Fig. 32.   Ingot Car.

Fig. 32. - Ingot Car.

Fig. 33.   Mould for Steel Ingots.

Fig. 33. - Mould for Steel Ingots.

The moulds are made of cast iron, are open top and bottom, and are provided with suitable lugs for handling. The mould cavity for standard moulds is 17 1/2 x 19 3/4 inches at the top, 20 1/2 x 22 3/4 at the bottom, and about 6 feet high, for a 6500-lb. ingot. It is slightly larger at the bottom than at the top to facilitate forcing the ingot out when it has become sufficiently cooled. The mould corners are rounded to avoid forming laminations which would result from square corners when rolling the ingot, and to relieve the ingot corners of a chilled and crystalline condition such as would result from the rapid cooling of sharp corners in the mould. The walls of the mould are about 5 inches thick, and the weight is sufficient to hold the mould down firmly on its base during the pouring of the steel. A fin of steel may run under the lower edge of the mould, but it is thin enough to chill very quickly and thus stop the opening.

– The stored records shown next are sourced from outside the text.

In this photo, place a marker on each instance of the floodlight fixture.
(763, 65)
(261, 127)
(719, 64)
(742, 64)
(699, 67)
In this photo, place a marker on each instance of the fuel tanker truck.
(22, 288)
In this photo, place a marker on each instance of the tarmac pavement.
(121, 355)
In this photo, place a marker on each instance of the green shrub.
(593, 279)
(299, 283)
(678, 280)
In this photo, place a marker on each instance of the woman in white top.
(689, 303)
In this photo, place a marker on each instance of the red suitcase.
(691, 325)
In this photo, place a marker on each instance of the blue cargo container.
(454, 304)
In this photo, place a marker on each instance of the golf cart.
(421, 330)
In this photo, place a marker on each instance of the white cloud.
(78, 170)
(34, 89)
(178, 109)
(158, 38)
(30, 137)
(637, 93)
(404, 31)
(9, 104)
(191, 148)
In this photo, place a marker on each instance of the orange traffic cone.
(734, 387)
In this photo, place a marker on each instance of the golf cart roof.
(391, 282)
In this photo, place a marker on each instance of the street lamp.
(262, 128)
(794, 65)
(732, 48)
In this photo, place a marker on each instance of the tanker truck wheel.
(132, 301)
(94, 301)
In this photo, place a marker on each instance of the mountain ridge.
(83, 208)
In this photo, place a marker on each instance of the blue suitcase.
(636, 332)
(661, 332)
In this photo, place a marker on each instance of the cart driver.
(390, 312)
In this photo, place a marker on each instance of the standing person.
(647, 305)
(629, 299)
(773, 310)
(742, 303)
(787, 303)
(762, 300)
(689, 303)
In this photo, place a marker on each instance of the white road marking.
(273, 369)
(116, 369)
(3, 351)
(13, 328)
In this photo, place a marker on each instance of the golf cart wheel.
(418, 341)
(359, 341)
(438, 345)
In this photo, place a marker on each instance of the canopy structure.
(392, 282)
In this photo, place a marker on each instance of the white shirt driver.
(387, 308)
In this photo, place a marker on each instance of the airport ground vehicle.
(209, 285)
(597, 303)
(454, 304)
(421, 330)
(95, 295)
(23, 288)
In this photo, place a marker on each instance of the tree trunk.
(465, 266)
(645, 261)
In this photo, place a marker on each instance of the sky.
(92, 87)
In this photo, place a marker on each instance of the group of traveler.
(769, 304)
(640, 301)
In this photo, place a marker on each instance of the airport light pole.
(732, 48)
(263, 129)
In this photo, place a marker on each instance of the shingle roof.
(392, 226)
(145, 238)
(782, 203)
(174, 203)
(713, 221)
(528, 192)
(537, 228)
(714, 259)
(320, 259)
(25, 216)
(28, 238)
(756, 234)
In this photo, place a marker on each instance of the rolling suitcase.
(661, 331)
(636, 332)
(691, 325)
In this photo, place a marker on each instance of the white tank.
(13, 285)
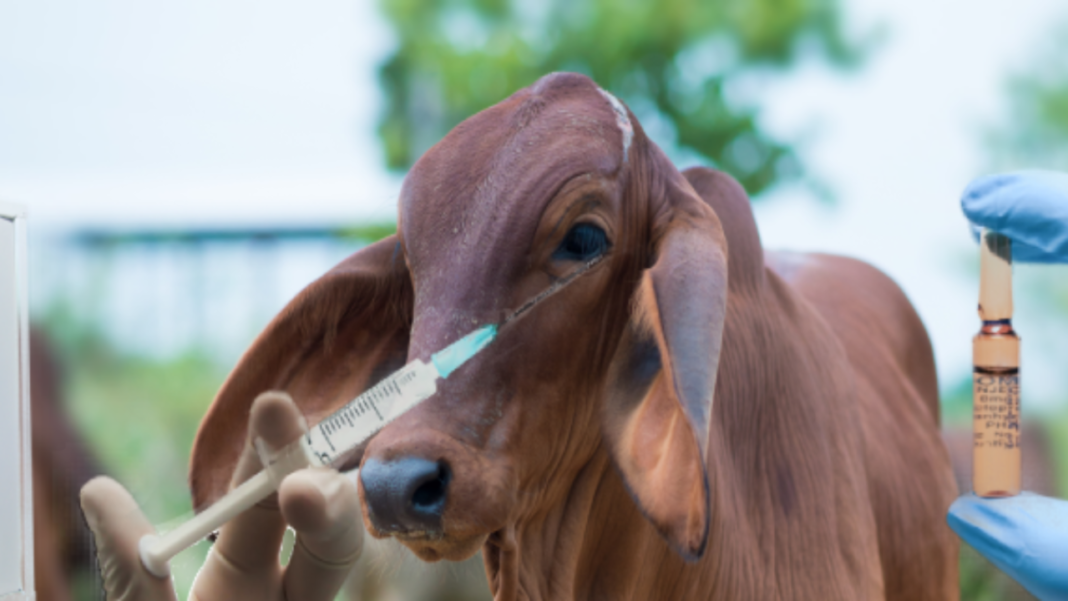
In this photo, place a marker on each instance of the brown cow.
(584, 452)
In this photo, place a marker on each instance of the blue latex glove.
(1031, 207)
(1025, 536)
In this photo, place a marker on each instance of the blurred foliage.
(368, 233)
(685, 67)
(1034, 135)
(139, 415)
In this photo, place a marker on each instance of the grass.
(140, 417)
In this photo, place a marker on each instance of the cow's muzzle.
(406, 495)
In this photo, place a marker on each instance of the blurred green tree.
(685, 67)
(1034, 132)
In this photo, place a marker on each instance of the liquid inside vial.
(995, 380)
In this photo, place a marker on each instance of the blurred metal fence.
(161, 293)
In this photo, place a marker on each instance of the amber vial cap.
(995, 277)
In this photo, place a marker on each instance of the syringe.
(339, 433)
(343, 430)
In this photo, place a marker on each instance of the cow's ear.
(662, 377)
(334, 339)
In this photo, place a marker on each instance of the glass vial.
(995, 380)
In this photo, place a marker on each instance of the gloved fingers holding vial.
(1025, 535)
(318, 503)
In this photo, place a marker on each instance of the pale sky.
(122, 112)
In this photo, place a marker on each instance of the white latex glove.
(318, 503)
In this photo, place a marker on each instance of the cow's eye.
(582, 242)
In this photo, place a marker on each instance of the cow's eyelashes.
(583, 241)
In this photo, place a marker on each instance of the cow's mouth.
(436, 546)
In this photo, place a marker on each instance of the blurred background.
(188, 168)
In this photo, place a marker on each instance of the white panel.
(16, 560)
(11, 539)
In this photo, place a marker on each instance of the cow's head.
(622, 360)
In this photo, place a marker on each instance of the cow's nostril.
(406, 494)
(430, 495)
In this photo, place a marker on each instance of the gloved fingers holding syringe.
(318, 503)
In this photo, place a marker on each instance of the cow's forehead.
(484, 187)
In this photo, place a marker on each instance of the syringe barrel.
(157, 551)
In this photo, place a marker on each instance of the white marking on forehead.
(622, 120)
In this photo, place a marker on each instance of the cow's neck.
(596, 543)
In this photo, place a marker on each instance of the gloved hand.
(1031, 207)
(1025, 536)
(319, 503)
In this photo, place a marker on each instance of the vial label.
(996, 409)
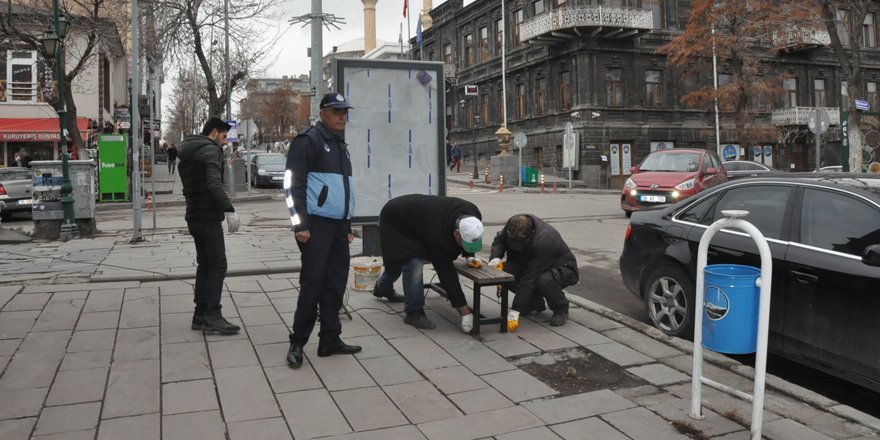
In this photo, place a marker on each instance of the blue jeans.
(413, 285)
(211, 270)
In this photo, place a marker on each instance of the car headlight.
(686, 185)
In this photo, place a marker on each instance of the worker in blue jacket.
(320, 195)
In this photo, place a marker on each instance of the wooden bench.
(484, 276)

Fig. 34.   Crucible Steel Billet Moulds.

Fig. 34. - Crucible-Steel Billet Moulds.

The moulds shown are poured at the top, but for higher-grade steel, a mould is arranged with a long clay-lined tube up the side so that the metal may enter the mould space from the bottom.

For crucible steel, ingot moulds are much smaller and of different design from the larger moulds, although the shape of the ingot is nearly the same, i. e., rounded corners, long, and sometimes tapering. For crucible steel, Fig. 34 shows two views of an ingot mould made in halves, closed at the bottom and held together by iron rings and wedges.

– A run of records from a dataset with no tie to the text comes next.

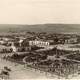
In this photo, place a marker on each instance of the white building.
(39, 43)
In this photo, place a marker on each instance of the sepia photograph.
(39, 39)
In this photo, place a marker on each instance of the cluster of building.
(24, 43)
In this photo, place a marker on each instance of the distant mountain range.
(50, 28)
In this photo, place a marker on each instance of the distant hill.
(50, 28)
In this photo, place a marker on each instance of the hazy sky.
(39, 11)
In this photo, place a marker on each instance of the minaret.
(13, 47)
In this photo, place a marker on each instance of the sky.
(39, 11)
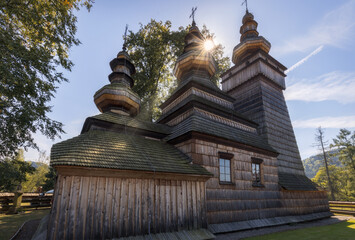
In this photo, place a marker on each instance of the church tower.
(257, 82)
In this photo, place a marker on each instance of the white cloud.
(299, 63)
(337, 86)
(335, 29)
(326, 122)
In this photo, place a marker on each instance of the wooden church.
(216, 160)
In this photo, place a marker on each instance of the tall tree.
(345, 142)
(154, 50)
(13, 172)
(321, 143)
(35, 38)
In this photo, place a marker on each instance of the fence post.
(17, 200)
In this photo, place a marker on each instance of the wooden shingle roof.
(105, 149)
(200, 124)
(296, 182)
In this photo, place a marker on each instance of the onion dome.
(250, 41)
(195, 59)
(117, 96)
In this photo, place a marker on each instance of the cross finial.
(125, 38)
(193, 10)
(246, 4)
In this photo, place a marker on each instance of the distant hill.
(313, 163)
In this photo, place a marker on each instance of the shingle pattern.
(105, 149)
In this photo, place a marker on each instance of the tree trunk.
(330, 184)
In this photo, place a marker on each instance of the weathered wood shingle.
(105, 149)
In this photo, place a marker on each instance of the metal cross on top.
(246, 4)
(193, 10)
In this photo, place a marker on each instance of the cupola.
(195, 60)
(118, 96)
(250, 41)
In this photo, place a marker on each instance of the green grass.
(9, 224)
(343, 231)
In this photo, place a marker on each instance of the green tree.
(13, 172)
(342, 179)
(35, 37)
(322, 144)
(154, 50)
(50, 180)
(345, 143)
(36, 179)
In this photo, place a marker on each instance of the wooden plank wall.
(240, 201)
(265, 104)
(107, 207)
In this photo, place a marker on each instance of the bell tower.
(257, 82)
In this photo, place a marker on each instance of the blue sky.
(315, 37)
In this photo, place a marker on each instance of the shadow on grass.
(343, 231)
(9, 224)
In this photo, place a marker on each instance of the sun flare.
(208, 45)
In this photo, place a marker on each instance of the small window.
(256, 170)
(256, 173)
(224, 170)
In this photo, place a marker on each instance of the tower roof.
(118, 96)
(250, 41)
(195, 60)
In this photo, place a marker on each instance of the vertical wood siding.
(106, 207)
(240, 201)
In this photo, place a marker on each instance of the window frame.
(226, 157)
(257, 162)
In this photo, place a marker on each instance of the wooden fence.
(347, 208)
(34, 200)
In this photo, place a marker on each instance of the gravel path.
(263, 231)
(30, 227)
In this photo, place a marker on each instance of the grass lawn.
(343, 231)
(10, 223)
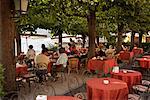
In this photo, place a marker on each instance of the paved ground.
(73, 84)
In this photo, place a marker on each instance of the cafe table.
(146, 56)
(21, 69)
(144, 62)
(131, 77)
(106, 89)
(102, 65)
(61, 98)
(125, 55)
(137, 51)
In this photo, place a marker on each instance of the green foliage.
(1, 80)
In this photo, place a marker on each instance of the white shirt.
(63, 58)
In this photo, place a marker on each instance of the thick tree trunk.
(7, 46)
(140, 39)
(92, 33)
(60, 38)
(18, 40)
(83, 37)
(97, 40)
(132, 39)
(119, 42)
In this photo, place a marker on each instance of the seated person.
(42, 62)
(63, 58)
(125, 48)
(61, 62)
(74, 50)
(30, 56)
(110, 52)
(100, 53)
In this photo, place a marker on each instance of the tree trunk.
(18, 40)
(97, 40)
(132, 40)
(119, 42)
(83, 37)
(140, 39)
(7, 46)
(92, 33)
(60, 38)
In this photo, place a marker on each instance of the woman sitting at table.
(110, 52)
(61, 62)
(42, 62)
(30, 56)
(101, 53)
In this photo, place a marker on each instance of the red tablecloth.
(124, 55)
(148, 56)
(61, 98)
(144, 62)
(104, 65)
(21, 69)
(137, 51)
(115, 90)
(131, 77)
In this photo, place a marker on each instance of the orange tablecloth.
(61, 98)
(21, 69)
(115, 90)
(124, 55)
(131, 77)
(137, 51)
(104, 65)
(144, 62)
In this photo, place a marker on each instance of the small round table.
(115, 90)
(130, 77)
(144, 62)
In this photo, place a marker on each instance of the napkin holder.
(41, 97)
(115, 69)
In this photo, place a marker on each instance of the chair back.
(73, 62)
(125, 56)
(41, 66)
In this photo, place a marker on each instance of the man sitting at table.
(61, 62)
(42, 62)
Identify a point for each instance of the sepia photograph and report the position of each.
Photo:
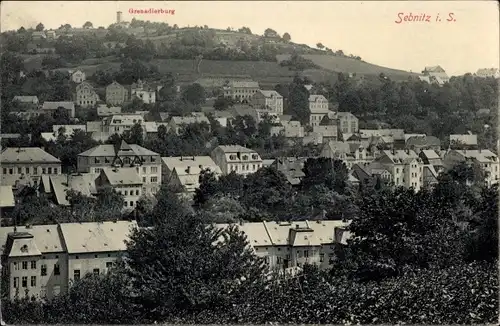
(249, 162)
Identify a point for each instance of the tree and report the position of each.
(183, 266)
(194, 94)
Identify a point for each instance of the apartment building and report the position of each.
(268, 99)
(184, 171)
(41, 260)
(116, 94)
(241, 90)
(27, 162)
(484, 158)
(318, 108)
(236, 158)
(86, 95)
(50, 107)
(146, 163)
(77, 77)
(286, 245)
(125, 181)
(405, 166)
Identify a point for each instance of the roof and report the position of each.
(96, 237)
(27, 155)
(109, 150)
(56, 105)
(122, 176)
(6, 196)
(183, 162)
(46, 237)
(26, 99)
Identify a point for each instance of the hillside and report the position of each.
(349, 65)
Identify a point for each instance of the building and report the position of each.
(488, 72)
(348, 123)
(41, 260)
(146, 163)
(286, 245)
(78, 77)
(438, 73)
(483, 158)
(184, 171)
(27, 162)
(405, 167)
(50, 107)
(176, 124)
(236, 158)
(241, 90)
(125, 181)
(86, 95)
(270, 99)
(116, 94)
(318, 108)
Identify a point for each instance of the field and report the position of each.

The operation of "stripping" a large mould, i. e., removing the ingot from it, is accomplished by a specially built traveling crane, such as shown in Fig. 35. A train of ingot cars is run under the crane and the crane-tongs T lift each mould by the heavy lugs at the top and if the ingot does not drop out, it is pressed out by a hydraulic plunger, K, rigged for this purpose.

Fig. 35.   Ingot Stripper.

Fig. 35. - Ingot Stripper.

Four ingots stripped from the moulds are shown on the right in this view.

Ingots for armor plates, large gun parts, and other special forg-ings are cast in very large moulds, specially shaped and sometimes lined inside with clay. Some ingots are cast in long fluted columns for special advantages in cooling and working.